03 May Hacia una teoría del origen de la amistad
Por Hernán Iglesias Illa
Un escritor que me gusta lamentó hace poco que a su edad, entre los 50 y los 60, la gente ya no tuviera amigos: tienen comidas. Cuando uno es joven, viaja con ellos, forma lealtades, aprende a vivir y a conocer el mundo de la mano de sus amigos, lamentaba este escritor. Ahora, de grandes, se juntan los mismos de siempre para conversar y comer y, de vez en cuando, emborracharse. Cuando estamos con nuestros amigos nos sentimos en confianza, relajados y protegidos. Pero ya no estamos creando amistad: somos, decía, más recordadores de anécdotas que creadores de anécdotas nuevas.

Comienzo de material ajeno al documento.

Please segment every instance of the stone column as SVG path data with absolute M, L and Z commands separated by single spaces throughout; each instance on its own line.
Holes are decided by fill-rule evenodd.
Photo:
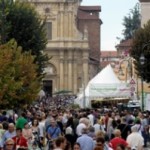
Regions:
M 64 51 L 60 51 L 60 85 L 59 89 L 62 90 L 64 88 Z
M 77 94 L 77 50 L 74 51 L 74 67 L 73 67 L 73 91 L 74 94 Z
M 72 91 L 72 51 L 68 51 L 68 89 Z
M 88 63 L 88 53 L 87 51 L 83 52 L 83 82 L 86 86 L 89 81 L 89 63 Z

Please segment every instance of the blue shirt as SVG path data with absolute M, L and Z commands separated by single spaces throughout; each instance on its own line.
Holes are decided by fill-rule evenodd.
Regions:
M 80 144 L 82 150 L 94 150 L 95 147 L 93 139 L 87 134 L 83 134 L 82 136 L 78 137 L 77 143 Z

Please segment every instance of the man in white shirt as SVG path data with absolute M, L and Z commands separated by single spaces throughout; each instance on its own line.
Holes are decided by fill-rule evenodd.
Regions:
M 143 150 L 144 139 L 142 135 L 138 132 L 136 125 L 131 127 L 132 133 L 127 137 L 127 143 L 131 149 L 135 148 L 137 150 Z

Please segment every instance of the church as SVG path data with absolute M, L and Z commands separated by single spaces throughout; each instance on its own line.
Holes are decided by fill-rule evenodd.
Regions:
M 100 6 L 81 6 L 81 0 L 32 0 L 46 18 L 50 58 L 43 88 L 49 94 L 60 90 L 77 94 L 99 72 Z

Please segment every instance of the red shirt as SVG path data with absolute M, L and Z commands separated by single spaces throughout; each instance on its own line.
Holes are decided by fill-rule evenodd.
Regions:
M 28 148 L 27 140 L 23 136 L 21 136 L 20 138 L 15 136 L 12 139 L 15 142 L 15 149 L 16 149 L 17 146 Z
M 109 146 L 113 148 L 113 150 L 116 150 L 117 146 L 120 144 L 124 145 L 125 147 L 128 145 L 128 143 L 120 137 L 115 137 L 109 142 Z

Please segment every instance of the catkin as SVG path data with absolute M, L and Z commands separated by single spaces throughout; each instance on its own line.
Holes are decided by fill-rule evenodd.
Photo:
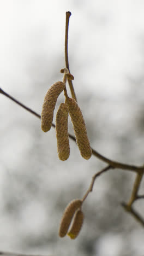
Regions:
M 67 234 L 73 216 L 75 211 L 81 206 L 81 200 L 76 199 L 70 202 L 66 207 L 59 230 L 59 236 L 61 237 L 63 237 Z
M 74 98 L 68 97 L 67 103 L 81 154 L 83 158 L 88 160 L 92 156 L 92 149 L 81 110 Z
M 62 82 L 53 84 L 48 90 L 44 98 L 41 116 L 41 129 L 45 132 L 50 130 L 53 117 L 53 111 L 57 99 L 65 88 Z
M 71 239 L 75 239 L 82 228 L 84 216 L 82 211 L 79 210 L 75 213 L 71 228 L 68 233 Z
M 58 157 L 62 161 L 68 159 L 70 153 L 68 129 L 68 105 L 61 103 L 56 115 L 56 131 Z

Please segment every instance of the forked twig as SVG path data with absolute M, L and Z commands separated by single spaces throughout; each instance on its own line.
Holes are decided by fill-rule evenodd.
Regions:
M 69 61 L 68 61 L 68 27 L 69 27 L 69 18 L 71 15 L 71 13 L 70 11 L 68 11 L 66 13 L 66 24 L 65 24 L 65 66 L 68 69 L 69 72 L 70 73 L 69 70 Z M 69 84 L 71 94 L 72 97 L 76 100 L 76 95 L 75 94 L 73 85 L 72 82 L 70 79 L 68 80 L 68 83 Z M 4 91 L 3 91 L 1 88 L 0 88 L 0 93 L 5 95 L 6 97 L 9 98 L 9 99 L 13 101 L 16 104 L 19 104 L 29 112 L 31 113 L 37 117 L 39 118 L 39 119 L 41 118 L 40 115 L 36 113 L 35 111 L 33 111 L 31 108 L 27 107 L 20 101 L 17 101 L 13 97 L 10 96 Z M 66 92 L 65 92 L 66 94 Z M 55 127 L 55 125 L 52 124 L 52 126 Z M 74 136 L 73 135 L 69 134 L 69 137 L 73 139 L 74 141 L 76 142 L 76 139 Z M 101 161 L 106 162 L 108 164 L 106 167 L 103 168 L 100 171 L 96 173 L 93 177 L 92 179 L 91 183 L 90 184 L 89 188 L 88 189 L 87 193 L 84 195 L 82 201 L 83 201 L 88 196 L 89 193 L 91 192 L 93 190 L 93 185 L 94 184 L 94 182 L 96 178 L 101 175 L 103 173 L 105 172 L 106 171 L 108 171 L 111 168 L 118 168 L 120 169 L 128 170 L 128 171 L 132 171 L 136 173 L 136 179 L 133 186 L 133 189 L 132 191 L 131 197 L 129 202 L 127 204 L 125 203 L 122 203 L 122 205 L 123 206 L 124 209 L 129 213 L 130 213 L 131 215 L 133 215 L 137 220 L 138 220 L 143 226 L 144 226 L 144 220 L 138 214 L 135 210 L 132 207 L 133 203 L 138 199 L 140 199 L 142 198 L 144 198 L 144 195 L 139 196 L 137 195 L 138 190 L 140 188 L 140 183 L 141 180 L 142 179 L 143 173 L 144 173 L 144 166 L 136 166 L 134 165 L 128 165 L 126 164 L 123 164 L 119 162 L 117 162 L 115 161 L 113 161 L 111 159 L 109 159 L 105 156 L 101 155 L 100 153 L 97 152 L 96 150 L 92 148 L 92 154 L 94 156 L 99 158 Z
M 100 171 L 99 172 L 97 172 L 97 173 L 95 173 L 95 174 L 92 177 L 92 181 L 91 181 L 91 184 L 90 184 L 90 186 L 87 190 L 87 191 L 86 192 L 86 193 L 85 194 L 85 195 L 84 195 L 83 199 L 82 199 L 82 202 L 83 202 L 87 198 L 87 197 L 88 196 L 89 193 L 90 193 L 90 192 L 92 192 L 92 190 L 93 190 L 93 186 L 94 186 L 94 182 L 96 179 L 96 178 L 99 176 L 100 175 L 101 175 L 102 173 L 103 173 L 104 172 L 106 172 L 106 171 L 108 171 L 109 170 L 111 169 L 111 168 L 112 168 L 113 167 L 112 166 L 111 166 L 110 165 L 108 165 L 107 166 L 106 166 L 106 167 L 104 168 L 103 169 L 102 169 L 101 171 Z
M 24 104 L 22 104 L 21 102 L 17 101 L 13 97 L 10 96 L 7 92 L 3 91 L 1 88 L 0 88 L 0 93 L 3 94 L 3 95 L 5 95 L 6 97 L 8 97 L 9 98 L 13 101 L 16 104 L 18 104 L 19 106 L 25 108 L 25 109 L 30 112 L 31 114 L 34 114 L 35 116 L 40 119 L 40 117 L 41 117 L 40 115 L 36 113 L 35 111 L 33 111 L 33 110 L 32 110 L 31 108 L 28 108 L 28 107 L 26 106 L 25 105 L 24 105 Z M 55 127 L 55 125 L 54 124 L 52 124 L 52 126 L 53 127 Z M 71 134 L 69 133 L 69 137 L 71 139 L 73 139 L 73 141 L 76 142 L 75 137 L 73 135 L 71 135 Z M 112 168 L 118 168 L 119 169 L 127 170 L 128 171 L 131 171 L 135 172 L 139 172 L 142 173 L 144 171 L 143 165 L 140 166 L 136 166 L 135 165 L 128 165 L 127 164 L 123 164 L 122 162 L 117 162 L 115 161 L 113 161 L 111 159 L 109 159 L 109 158 L 107 158 L 105 156 L 101 155 L 100 153 L 99 153 L 98 152 L 93 149 L 92 148 L 92 151 L 93 155 L 99 159 L 103 162 L 107 163 L 109 165 L 111 166 Z

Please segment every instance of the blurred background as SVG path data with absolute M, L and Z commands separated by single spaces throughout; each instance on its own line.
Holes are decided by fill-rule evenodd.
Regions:
M 40 114 L 48 88 L 62 79 L 70 11 L 70 69 L 91 146 L 116 161 L 143 164 L 143 9 L 142 0 L 1 0 L 1 87 Z M 63 101 L 62 95 L 53 123 Z M 0 107 L 0 250 L 142 256 L 143 228 L 120 205 L 129 200 L 135 174 L 116 169 L 99 177 L 83 204 L 79 237 L 59 238 L 65 206 L 83 197 L 106 164 L 83 159 L 72 141 L 69 158 L 61 161 L 53 128 L 44 133 L 38 118 L 2 95 Z M 135 203 L 143 216 L 143 205 Z

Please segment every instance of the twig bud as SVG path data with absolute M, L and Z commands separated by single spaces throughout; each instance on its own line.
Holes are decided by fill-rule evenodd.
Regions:
M 71 239 L 75 239 L 82 228 L 84 216 L 81 210 L 78 210 L 75 214 L 71 228 L 68 233 Z
M 41 129 L 45 132 L 51 127 L 56 101 L 64 88 L 64 83 L 56 82 L 50 87 L 45 96 L 41 116 Z
M 68 97 L 67 103 L 81 154 L 83 158 L 88 160 L 92 156 L 92 149 L 81 110 L 74 98 Z
M 70 153 L 68 131 L 68 105 L 61 103 L 57 113 L 56 131 L 58 157 L 62 161 L 68 159 Z
M 61 237 L 63 237 L 67 234 L 73 216 L 75 211 L 81 206 L 81 200 L 76 199 L 70 202 L 66 207 L 59 230 L 59 236 Z

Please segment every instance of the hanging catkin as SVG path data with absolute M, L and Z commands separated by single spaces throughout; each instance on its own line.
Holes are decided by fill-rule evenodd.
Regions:
M 75 211 L 81 206 L 81 200 L 76 199 L 70 202 L 66 207 L 59 230 L 59 236 L 61 237 L 63 237 L 67 234 L 73 216 Z
M 67 103 L 81 154 L 83 158 L 88 160 L 92 156 L 92 150 L 81 110 L 74 98 L 68 97 Z
M 70 153 L 68 132 L 68 105 L 61 103 L 57 113 L 56 131 L 58 157 L 62 161 L 68 159 Z
M 64 88 L 64 83 L 56 82 L 48 90 L 45 96 L 41 116 L 41 129 L 45 132 L 51 127 L 57 99 Z
M 68 235 L 71 239 L 75 239 L 78 236 L 82 226 L 83 218 L 82 211 L 81 210 L 78 210 L 75 214 L 71 228 L 68 233 Z

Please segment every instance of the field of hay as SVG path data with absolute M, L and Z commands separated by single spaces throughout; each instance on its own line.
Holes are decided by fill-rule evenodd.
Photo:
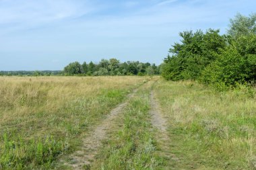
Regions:
M 0 169 L 256 169 L 254 89 L 135 76 L 0 82 Z
M 0 77 L 0 169 L 48 169 L 144 77 Z

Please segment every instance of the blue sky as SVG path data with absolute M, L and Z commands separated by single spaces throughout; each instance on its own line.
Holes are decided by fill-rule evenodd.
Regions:
M 116 58 L 160 64 L 179 32 L 226 32 L 255 0 L 0 0 L 0 70 Z

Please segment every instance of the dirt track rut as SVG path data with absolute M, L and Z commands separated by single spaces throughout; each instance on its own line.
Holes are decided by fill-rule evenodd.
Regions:
M 126 101 L 118 105 L 107 117 L 94 128 L 84 139 L 82 148 L 69 156 L 71 161 L 65 162 L 64 165 L 72 169 L 84 169 L 84 167 L 90 167 L 98 148 L 102 146 L 102 141 L 107 138 L 108 132 L 113 128 L 115 120 L 127 105 L 129 100 L 132 98 L 136 90 L 128 95 Z

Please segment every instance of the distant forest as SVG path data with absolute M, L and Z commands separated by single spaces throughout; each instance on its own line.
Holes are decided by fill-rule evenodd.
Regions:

Mientras escuchaba a este escritor susurrar estas cosas en una librería de Manhattan, me sentí identificado, aunque soy más joven que él, pero también me pregunté algo más abstracto: por qué tenemos amigos. Por qué elegimos los humanos a unos pocos otros humanos con quienes declarar una tregua, dejar de competir, bajar la guardia. Por qué elegimos confiar en ellos más de los que confiamos en otros socios, aliados o colegas, relaciones de las que casi siempre esperamos un beneficio. De los amigos sólo esperamos que sean buenos amigos. ¿Por qué?

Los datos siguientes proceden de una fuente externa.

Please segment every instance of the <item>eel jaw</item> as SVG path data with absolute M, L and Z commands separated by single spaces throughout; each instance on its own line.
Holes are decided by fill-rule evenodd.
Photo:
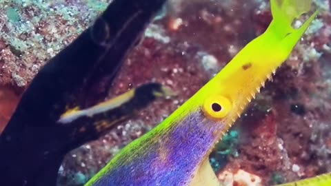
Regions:
M 200 165 L 197 173 L 193 177 L 190 186 L 220 186 L 222 185 L 221 182 L 216 176 L 214 170 L 209 163 L 209 158 L 205 160 Z

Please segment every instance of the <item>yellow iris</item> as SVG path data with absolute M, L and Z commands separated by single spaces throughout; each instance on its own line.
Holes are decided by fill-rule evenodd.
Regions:
M 203 111 L 205 115 L 212 119 L 221 119 L 231 110 L 232 103 L 226 97 L 214 95 L 205 99 Z

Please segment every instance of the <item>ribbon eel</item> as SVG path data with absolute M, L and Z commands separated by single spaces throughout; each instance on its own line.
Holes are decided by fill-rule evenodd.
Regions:
M 273 19 L 212 79 L 169 117 L 125 147 L 86 185 L 221 185 L 209 163 L 217 143 L 288 57 L 316 17 L 294 19 L 311 0 L 270 0 Z

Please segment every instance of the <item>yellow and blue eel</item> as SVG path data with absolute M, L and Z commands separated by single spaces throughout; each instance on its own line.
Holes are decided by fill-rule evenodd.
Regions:
M 316 17 L 317 12 L 299 28 L 292 26 L 310 10 L 311 1 L 270 0 L 273 19 L 267 30 L 168 118 L 124 147 L 86 185 L 221 185 L 208 156 Z M 289 185 L 301 185 L 295 184 Z

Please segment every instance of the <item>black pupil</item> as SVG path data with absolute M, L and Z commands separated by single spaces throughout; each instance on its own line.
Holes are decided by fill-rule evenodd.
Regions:
M 214 112 L 220 112 L 222 110 L 222 107 L 219 103 L 214 103 L 212 105 L 212 110 Z

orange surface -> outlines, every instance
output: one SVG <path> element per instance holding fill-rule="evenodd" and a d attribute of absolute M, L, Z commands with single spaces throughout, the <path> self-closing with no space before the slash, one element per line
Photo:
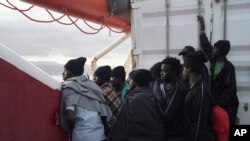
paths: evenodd
<path fill-rule="evenodd" d="M 130 21 L 118 15 L 110 15 L 107 0 L 22 0 L 34 5 L 41 6 L 60 13 L 85 19 L 94 23 L 102 24 L 119 29 L 124 32 L 130 31 Z"/>

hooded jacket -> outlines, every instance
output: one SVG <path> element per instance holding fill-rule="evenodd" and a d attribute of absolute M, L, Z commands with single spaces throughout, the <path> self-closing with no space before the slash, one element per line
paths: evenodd
<path fill-rule="evenodd" d="M 213 141 L 212 95 L 202 80 L 195 83 L 188 92 L 184 104 L 185 140 Z"/>
<path fill-rule="evenodd" d="M 67 90 L 75 93 L 67 93 Z M 65 107 L 80 106 L 90 111 L 98 112 L 100 116 L 110 119 L 112 112 L 103 97 L 102 90 L 85 75 L 72 77 L 62 85 L 60 124 L 65 131 L 71 132 L 69 121 L 66 118 Z"/>
<path fill-rule="evenodd" d="M 239 106 L 235 68 L 233 64 L 226 59 L 221 72 L 214 77 L 216 60 L 212 58 L 213 47 L 209 43 L 206 34 L 201 34 L 200 40 L 201 48 L 211 63 L 211 92 L 214 97 L 215 104 L 225 109 L 228 113 L 230 124 L 235 124 Z"/>

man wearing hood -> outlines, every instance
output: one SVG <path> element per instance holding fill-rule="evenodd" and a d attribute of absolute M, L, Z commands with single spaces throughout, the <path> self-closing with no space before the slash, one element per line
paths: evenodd
<path fill-rule="evenodd" d="M 226 110 L 230 124 L 236 123 L 236 116 L 239 106 L 237 97 L 237 86 L 234 65 L 227 60 L 230 51 L 228 40 L 219 40 L 212 46 L 205 34 L 203 17 L 198 17 L 200 22 L 200 44 L 202 51 L 210 61 L 211 69 L 211 92 L 215 104 Z"/>
<path fill-rule="evenodd" d="M 83 75 L 85 62 L 79 57 L 64 66 L 60 123 L 72 141 L 103 141 L 101 117 L 110 119 L 112 112 L 100 87 Z"/>
<path fill-rule="evenodd" d="M 131 75 L 132 90 L 128 93 L 108 141 L 166 141 L 161 117 L 157 113 L 148 70 Z"/>

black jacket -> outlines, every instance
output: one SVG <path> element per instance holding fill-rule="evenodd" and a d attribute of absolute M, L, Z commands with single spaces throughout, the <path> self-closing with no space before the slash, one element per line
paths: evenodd
<path fill-rule="evenodd" d="M 228 113 L 230 124 L 235 124 L 239 106 L 235 68 L 233 64 L 226 59 L 221 72 L 214 77 L 216 60 L 211 56 L 212 45 L 209 43 L 205 34 L 201 34 L 200 40 L 201 48 L 211 63 L 211 92 L 214 96 L 215 104 L 224 108 Z"/>
<path fill-rule="evenodd" d="M 159 82 L 159 80 L 158 80 Z M 184 137 L 184 100 L 188 89 L 183 82 L 176 78 L 173 85 L 168 89 L 161 80 L 161 99 L 157 100 L 158 110 L 161 113 L 163 125 L 168 138 Z M 162 92 L 164 91 L 164 92 Z M 156 93 L 154 91 L 154 93 Z"/>
<path fill-rule="evenodd" d="M 128 93 L 107 141 L 165 141 L 153 92 L 137 87 Z"/>
<path fill-rule="evenodd" d="M 202 80 L 188 92 L 184 104 L 185 140 L 213 141 L 213 101 L 209 87 Z"/>

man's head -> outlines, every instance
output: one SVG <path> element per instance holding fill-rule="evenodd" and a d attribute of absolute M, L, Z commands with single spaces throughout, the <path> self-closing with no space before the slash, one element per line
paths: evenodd
<path fill-rule="evenodd" d="M 183 79 L 188 80 L 191 73 L 197 73 L 201 75 L 203 71 L 203 65 L 206 61 L 207 59 L 201 51 L 188 54 L 183 64 Z"/>
<path fill-rule="evenodd" d="M 185 46 L 182 49 L 182 51 L 179 53 L 179 56 L 182 55 L 182 59 L 183 59 L 183 61 L 185 61 L 187 54 L 188 53 L 192 53 L 192 52 L 195 52 L 194 47 L 192 47 L 192 46 Z"/>
<path fill-rule="evenodd" d="M 161 78 L 161 65 L 162 65 L 162 62 L 158 62 L 158 63 L 155 63 L 150 68 L 150 72 L 152 74 L 153 79 Z"/>
<path fill-rule="evenodd" d="M 150 71 L 138 69 L 131 75 L 131 79 L 137 87 L 149 87 L 150 82 L 152 81 L 152 76 Z"/>
<path fill-rule="evenodd" d="M 228 40 L 219 40 L 214 44 L 214 48 L 212 50 L 212 57 L 217 59 L 221 56 L 226 57 L 228 52 L 230 51 L 230 42 Z"/>
<path fill-rule="evenodd" d="M 162 61 L 161 65 L 161 79 L 166 82 L 171 82 L 176 76 L 180 76 L 182 72 L 182 66 L 180 60 L 167 57 Z"/>
<path fill-rule="evenodd" d="M 126 72 L 123 66 L 115 67 L 111 73 L 110 83 L 114 88 L 122 87 L 125 83 Z"/>
<path fill-rule="evenodd" d="M 64 65 L 63 80 L 82 75 L 86 60 L 87 59 L 85 57 L 69 60 Z"/>
<path fill-rule="evenodd" d="M 94 81 L 97 85 L 101 86 L 106 82 L 109 82 L 111 76 L 111 67 L 101 66 L 97 68 L 97 70 L 94 73 Z"/>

Ni las ciencias sociales ni el darwinismo tradicional han tenido explicaciones buenas sobre la amistad. Para los sociólogos, hombres y mujeres pueden pertenecer al mismo grupo social, del que aprenden sus reglas de convivencia e intercambio de favores. El discurso evolutivo típico ponía énfasis en la competencia: si el principal objetivo de mi vida es pasar mis genes a la siguiente generación, ¿por qué voy a invertir energía emocional en un tipo que puede traicionarme y dejar preñada a mi mujer? En los dos casos, la explicación pasaba más por la competencia que por la colaboración desinteresada. Ni los intelectuales ni los biólogos creían demasiado en la amistad.

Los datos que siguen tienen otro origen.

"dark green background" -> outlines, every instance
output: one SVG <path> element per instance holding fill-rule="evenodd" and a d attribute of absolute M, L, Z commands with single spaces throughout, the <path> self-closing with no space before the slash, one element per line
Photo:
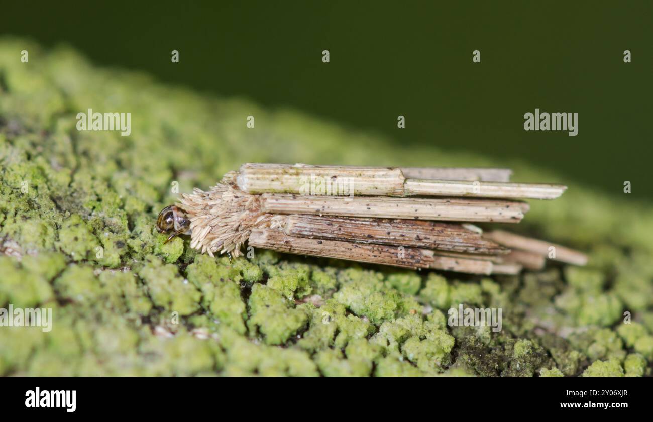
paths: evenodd
<path fill-rule="evenodd" d="M 377 130 L 397 148 L 520 157 L 609 194 L 630 180 L 633 197 L 653 199 L 650 1 L 185 3 L 3 1 L 0 31 Z M 578 112 L 578 135 L 525 131 L 535 107 Z"/>

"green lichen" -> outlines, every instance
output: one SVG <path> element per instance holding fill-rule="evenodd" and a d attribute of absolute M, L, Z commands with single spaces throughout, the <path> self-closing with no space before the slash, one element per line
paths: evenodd
<path fill-rule="evenodd" d="M 644 376 L 646 368 L 646 360 L 638 353 L 631 353 L 624 361 L 624 369 L 627 377 Z"/>
<path fill-rule="evenodd" d="M 582 373 L 584 377 L 622 377 L 624 368 L 618 359 L 595 361 Z"/>
<path fill-rule="evenodd" d="M 544 378 L 562 378 L 564 374 L 557 368 L 543 368 L 539 370 L 539 376 Z"/>

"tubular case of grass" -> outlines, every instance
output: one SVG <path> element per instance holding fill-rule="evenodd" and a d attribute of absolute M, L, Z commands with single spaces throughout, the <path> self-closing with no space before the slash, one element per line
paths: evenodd
<path fill-rule="evenodd" d="M 17 59 L 25 49 L 29 63 Z M 0 38 L 0 308 L 54 316 L 50 332 L 0 327 L 0 376 L 650 375 L 653 210 L 636 194 L 597 193 L 536 163 L 398 148 L 25 39 Z M 131 135 L 77 131 L 91 105 L 138 110 Z M 256 130 L 243 124 L 253 110 Z M 153 225 L 177 200 L 172 182 L 191 193 L 253 159 L 510 164 L 517 181 L 569 184 L 534 203 L 520 231 L 586 251 L 588 266 L 494 263 L 489 276 L 461 276 L 259 249 L 230 261 L 183 236 L 163 244 Z M 449 326 L 461 303 L 502 308 L 503 329 Z"/>

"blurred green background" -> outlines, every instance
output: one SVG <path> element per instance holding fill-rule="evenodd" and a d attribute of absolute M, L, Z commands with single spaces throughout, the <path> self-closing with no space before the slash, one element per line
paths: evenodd
<path fill-rule="evenodd" d="M 653 199 L 652 2 L 3 1 L 1 10 L 0 33 L 65 42 L 101 65 L 301 110 L 396 148 L 526 159 L 609 195 L 629 180 L 633 199 Z M 524 113 L 536 107 L 577 112 L 578 135 L 525 131 Z"/>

Ahora, sin embargo, un grupo de psicólogos evolutivos está empezando a mostrar que el altruismo recíproco y la amistad pueden tener raíces evolutivas. Estudiando a las mismas comunidades de babuinos en Kenya y en Botswana, algunos de estos científicos han visto que las hembras, alrededor de las cuales se estructuran sus grupos, muestran afecto entre otras hembras de su mismo nivel social. Y que aquellas con más amigas tienen niveles menores de un tipo de cortisona asociado al estrés. “La selección natural está favoreciendo a aquellos capaces de formar amistades”, dice el psicólogo Robert Seyfarth. Para el hombre primitivo, tener amigos podía darle a su vida una dosis de previsibilidad, saber que podía confiar en alguien. “Y uno puede imaginar cómo eso puede ayudar a bajar el estrés”, dice.
Más allá de su origen evolutivo, también me parece que la amistad ha crecido como un valor en las últimas décadas. Hasta hace no mucho, los hombres y las mujeres pasaban sus vidas rodeados de las personas que el destino había puesto ahí: sus familias extendidas y sus vecinos rurales o de pueblos pequeños. A medida que se fueron mudando a las ciudades y a elegir porciones más importantes de sus vidas (qué profesión elegir, con quién casarse), también empezaron a elegir a las personas por las cuales sentir afecto y confianza. El auge de la amistad es contemporáneo al auge de las vidas armadas alrededor de nuestros intereses y elecciones. Con los amigos descubrimos el mundo. Años más tarde, como se quejaba el escritor inglés, recordamos mil veces, en asados idénticos, aquel descubrimiento.